Slower growth means that growth isn’t going to continue forever. The Yuan, aka Renminbi (RMB) is not going to increase in value and not everyone can get rich at once. In the last month I’ve seen at least four references to a “Chinese Wall” of money coming our way, something we’ve talked about in Barataria for a solid year.
What’s crazy about all this is that there is almost nothing in the way of bad news for the US. It is true that as the US Dollar increases in value our exports become more expensive and our manufacturing loses out. We’re losing the Currency War, without a doubt. But we’re not losing it as badly as many fear, as shown in this chart:
The biggest rise finished a year ago, and hit a level much lower than it was between the official recessions and far lower than it was in 2000. Note also that it’s turning down recently, which is to say that it may be over-bought.
The main reason? A predicted rise in interest rates. That makes US Dollars, the currency that makes the world go ‘round (rather literally) more expensive.
This is where everything gets a funky backbeat. Fed Chair Yellen has become much more cautious about a rate rise, stressing that their keeping an eye on things and removing the word “balance” from her statement. It’s calmed the markets, for now at least, but they hardly needed calming. The S&P500 never closed much below the 1858 low of last August, meaning there is a solid floor to this market.

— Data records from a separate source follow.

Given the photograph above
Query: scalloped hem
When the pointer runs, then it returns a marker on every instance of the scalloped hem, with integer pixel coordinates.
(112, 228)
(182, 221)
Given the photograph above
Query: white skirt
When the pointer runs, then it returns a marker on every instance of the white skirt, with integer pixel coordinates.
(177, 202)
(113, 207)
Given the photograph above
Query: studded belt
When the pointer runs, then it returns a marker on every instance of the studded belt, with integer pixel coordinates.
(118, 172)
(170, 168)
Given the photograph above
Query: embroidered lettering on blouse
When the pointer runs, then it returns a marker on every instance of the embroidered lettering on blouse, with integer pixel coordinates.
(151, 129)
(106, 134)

That’s the bass line that keeps the market solid.
In the middle of all this, consumer spending went up in January, signaling that everything really is goin’ along well at least here in the US. The benchmark 10yr Treasury Bill has hit an interest rate of 1.75%, down from 2.32% in December, meaning there is indeed more money available for consumers as the job market plugs away nicely.
Where is this all going? The short answer is sideways from here. There won’t be any significant rise in interest rates and everything will indeed settle down. Give it another quarter, as we predicted at the start of the year. The market is gettin’ down because the market wants to get down, and there’s no better reason than that.
What will happen to China? Who really cares? Once it all settles out the serious money will realize that the rest of the world is investing in the US and we should, too. It’s a matter of confidence – and the need to get out on the floor and dance. There might be a good reason to be shy right now, but this is a beat that will be infectious in a few months.
As long as the Fed keeps the party going, there will be a party. This one will be more fun than most, is all.